Conflito – No que toca à Alca, as taxas de Bush transformaram o setor siderúrgico em outro ponto de conflito, especialmente com o Brasil. Em contraste, Mercosul e Europa não têm problemas no setor, que é uma das áreas incluídas no texto comum a ser fechado em dezembro. Outra área é a indústria automobilística, que já tem pronto para ser passado a limpo em dezembro o rascunho de um acordo automotivo. A própria decisão brasileira de colocar a agricultura fora das discussões da Alca, saudada por muitos como “um progresso”, tem outra leitura, segundo técnicos do governo. O Brasil não vai questionar os subsídios americanos em relação ao preço adotado no mercado dos EUA. Mas, em mercados onde produtos agrícolas do Mercosul e dos EUA concorrem, será perfeitamente possível que os sul-americanos encontrem formas diretas e indiretas de ajudar seus agricultores a baixar o preço de venda para o Exterior.
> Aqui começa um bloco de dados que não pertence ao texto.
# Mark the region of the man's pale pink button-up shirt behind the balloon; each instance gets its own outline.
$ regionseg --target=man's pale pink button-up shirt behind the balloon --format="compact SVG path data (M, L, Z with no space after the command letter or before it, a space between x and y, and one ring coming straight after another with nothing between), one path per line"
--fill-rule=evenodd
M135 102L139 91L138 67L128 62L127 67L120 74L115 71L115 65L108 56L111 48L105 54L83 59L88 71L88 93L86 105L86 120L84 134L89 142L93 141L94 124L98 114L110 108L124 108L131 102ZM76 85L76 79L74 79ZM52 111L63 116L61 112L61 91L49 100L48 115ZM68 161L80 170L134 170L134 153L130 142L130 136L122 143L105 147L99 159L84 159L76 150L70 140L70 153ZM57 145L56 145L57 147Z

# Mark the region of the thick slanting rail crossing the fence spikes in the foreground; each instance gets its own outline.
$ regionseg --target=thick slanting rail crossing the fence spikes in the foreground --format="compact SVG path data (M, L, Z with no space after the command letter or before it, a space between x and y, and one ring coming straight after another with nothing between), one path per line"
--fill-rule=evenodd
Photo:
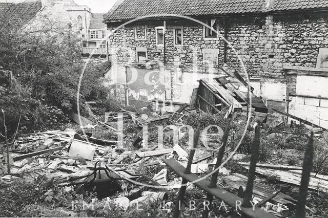
M199 179L199 177L195 174L189 173L185 174L186 168L183 167L179 162L177 162L175 159L163 159L162 160L164 163L166 163L171 169L173 169L180 177L183 179L186 179L189 182L194 182ZM238 208L240 207L242 213L249 215L254 218L275 218L273 214L270 214L261 208L256 207L254 210L253 208L245 208L240 206L242 203L242 199L239 198L238 196L234 195L233 193L230 193L226 191L223 188L210 188L210 182L207 181L205 178L193 183L195 186L201 188L204 191L207 191L208 193L211 193L214 197L220 199L221 201L224 201L224 203L229 204L233 208L236 208L236 205Z

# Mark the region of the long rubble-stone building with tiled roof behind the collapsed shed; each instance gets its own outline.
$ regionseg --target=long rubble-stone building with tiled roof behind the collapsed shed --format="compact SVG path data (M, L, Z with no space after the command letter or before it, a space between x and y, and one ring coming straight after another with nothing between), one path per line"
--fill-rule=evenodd
M140 104L189 103L202 77L249 75L269 108L304 117L309 104L307 119L328 126L327 11L328 0L120 0L105 18L109 76Z

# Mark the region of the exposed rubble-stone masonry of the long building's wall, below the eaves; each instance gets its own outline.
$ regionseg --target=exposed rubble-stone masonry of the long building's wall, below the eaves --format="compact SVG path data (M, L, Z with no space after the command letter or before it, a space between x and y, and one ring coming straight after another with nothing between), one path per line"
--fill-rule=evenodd
M224 34L223 19L218 19L218 30ZM204 20L201 20L204 21ZM183 76L197 72L203 75L202 49L218 49L218 65L229 72L244 75L239 57L242 59L251 81L258 83L258 89L264 83L280 83L284 87L290 82L283 75L283 66L316 67L320 47L328 48L328 15L324 12L302 13L290 15L243 16L227 18L227 61L224 57L224 41L221 38L204 40L203 27L190 20L166 21L166 65L172 73L173 95L181 95L182 83L177 82L173 64L179 64ZM135 37L135 26L146 25L146 39L137 28L138 39ZM163 62L164 48L156 46L155 28L163 26L163 21L137 21L127 25L110 36L110 47L116 47L117 61L130 63L136 61L136 48L147 48L148 59ZM117 25L108 24L113 30ZM183 46L173 44L173 28L183 27ZM235 51L238 52L236 55ZM194 59L196 61L194 61ZM218 70L215 71L217 73ZM182 77L183 77L182 76ZM183 79L184 80L184 79ZM190 82L190 81L188 81ZM267 85L268 87L268 85ZM267 90L270 90L267 88ZM187 93L192 90L186 91ZM258 91L258 93L262 93ZM263 93L262 93L263 94ZM270 98L274 93L263 94ZM283 101L284 94L277 91L273 100ZM174 96L173 96L174 97Z

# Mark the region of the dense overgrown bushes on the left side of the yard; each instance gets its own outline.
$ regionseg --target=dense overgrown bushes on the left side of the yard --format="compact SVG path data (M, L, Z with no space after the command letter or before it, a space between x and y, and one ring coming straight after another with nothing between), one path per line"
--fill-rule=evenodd
M97 103L92 106L94 114L118 110L119 103L108 97L109 90L103 85L110 63L89 61L79 81L86 62L73 35L26 33L2 19L0 38L0 105L9 135L20 116L23 132L60 128L67 123L68 112L77 108L78 87L83 115L88 115L86 101Z

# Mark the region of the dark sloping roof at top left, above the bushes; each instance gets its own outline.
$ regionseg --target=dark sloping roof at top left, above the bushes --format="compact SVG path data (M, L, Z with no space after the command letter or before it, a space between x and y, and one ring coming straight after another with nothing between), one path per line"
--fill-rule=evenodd
M41 9L41 1L12 4L6 12L6 17L12 25L21 28L33 19Z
Talvez por tudo isso o secretário de Comércio dos EUA, Robert Zoellick, tenha tido reações tão curiosas como na quarta-feira, quando, depois de elogiar a posição brasileira de deixar a agricultura de lado, pediu ajuda aos países latino-americanos. “Formem uma coalização latina para o comércio e pressionem os congressistas americanos no sentido de que aprovem a Alca”, afirmou, para uma platéia surpresa. Ele deve saber do que está falando. No ano que vem, George W. Bush terá que enfrentar uma eleição presidencial. Os parlamentares também irão em busca de novo mandato e, normalmente, tendem a ser mais protecionistas na defesa “dos empregos americanos para os americanos”. A Alca pode emperrar mesmo é em casa.